Kemal Aslan
KAÇA BU EŞŞEK
Yara bandıyla,
Koşu bandı arasında gidip geliyoruz...
Yaralarımız kabuğa,
Ayaklarımız toprağa hasret...
Hızla yaşlanırken,
Hayat kapağı açık kalmış kolonya şişesi gibiyken,
Odanın bir ucuna oturmuşuz,
Gençliğimizin buharlaşan esansını kokluyoruz...
Yeni dünya dedikleri bu olsa gerek:
Organik ekmek,
Organik yumurta,
Organik yoğurt...
Köyümüze gitmek yerine,
Milyonluk şehirlere köyü getirmeye çalışıyoruz...

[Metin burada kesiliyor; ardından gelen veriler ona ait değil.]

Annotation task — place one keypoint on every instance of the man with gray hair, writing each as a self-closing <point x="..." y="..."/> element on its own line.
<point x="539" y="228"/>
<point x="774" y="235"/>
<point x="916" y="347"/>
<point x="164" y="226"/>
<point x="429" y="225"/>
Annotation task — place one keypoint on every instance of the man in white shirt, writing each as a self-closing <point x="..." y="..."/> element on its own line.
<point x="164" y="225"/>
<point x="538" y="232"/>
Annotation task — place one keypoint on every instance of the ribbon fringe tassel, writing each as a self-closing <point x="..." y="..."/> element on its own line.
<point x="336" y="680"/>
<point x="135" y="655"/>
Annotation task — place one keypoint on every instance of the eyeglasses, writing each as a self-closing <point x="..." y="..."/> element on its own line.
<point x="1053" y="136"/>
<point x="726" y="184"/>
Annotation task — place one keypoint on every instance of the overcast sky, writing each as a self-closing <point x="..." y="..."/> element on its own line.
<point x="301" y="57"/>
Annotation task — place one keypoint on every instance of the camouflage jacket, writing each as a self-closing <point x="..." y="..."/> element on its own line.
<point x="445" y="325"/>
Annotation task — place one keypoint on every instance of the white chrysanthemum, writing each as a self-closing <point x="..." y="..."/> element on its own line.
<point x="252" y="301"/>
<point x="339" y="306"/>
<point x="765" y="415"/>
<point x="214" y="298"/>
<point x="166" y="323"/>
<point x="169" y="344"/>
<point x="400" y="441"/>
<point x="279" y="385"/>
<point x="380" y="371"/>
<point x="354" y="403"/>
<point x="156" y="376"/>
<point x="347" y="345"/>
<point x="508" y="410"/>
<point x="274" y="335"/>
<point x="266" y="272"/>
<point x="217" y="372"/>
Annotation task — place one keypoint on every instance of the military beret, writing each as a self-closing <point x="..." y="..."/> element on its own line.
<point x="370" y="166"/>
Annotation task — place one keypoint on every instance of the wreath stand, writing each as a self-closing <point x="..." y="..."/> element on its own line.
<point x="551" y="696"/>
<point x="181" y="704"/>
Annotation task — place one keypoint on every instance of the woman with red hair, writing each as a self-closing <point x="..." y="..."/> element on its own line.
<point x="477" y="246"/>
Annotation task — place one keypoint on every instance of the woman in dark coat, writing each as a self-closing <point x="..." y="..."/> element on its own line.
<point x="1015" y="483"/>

Yakında marketlerde yerini alır mı bilmem;
"Dert dinleyen dost"
"Kin gütmeyen arkadaş"
"Satmayan organik yoldaş"
"Gezen insan çocuğu"
"Hayırlı evlat mayası"
Belli mi olur, on sene sonra,
Belki organik insan alıyor oluruz...
Demem o ki;
Hep çok yoğun
Hep çok yorgunuz...
Köy uzakta,
Şehir kalabalıkta,
Dostlarımızın nesli azalmakta...
Günümüz Durumunu Özetleyen
Bir Mesel İle Yazımızı Neticenlendirmiş Olalım...
Cambazın biri, eşeği yularından çekip gelmiş pazara. Bir başka cambaz yanaşmış:
“Kaça bu eşek?”
“Bin lira!”
“Aldım gitti, ver elini helalleşelim!”
Birkaç kişi alıcının kulağına fısıldamış:
“Yahu görmüyor musun, bu eşek topal. Onun için ucuza verdi!”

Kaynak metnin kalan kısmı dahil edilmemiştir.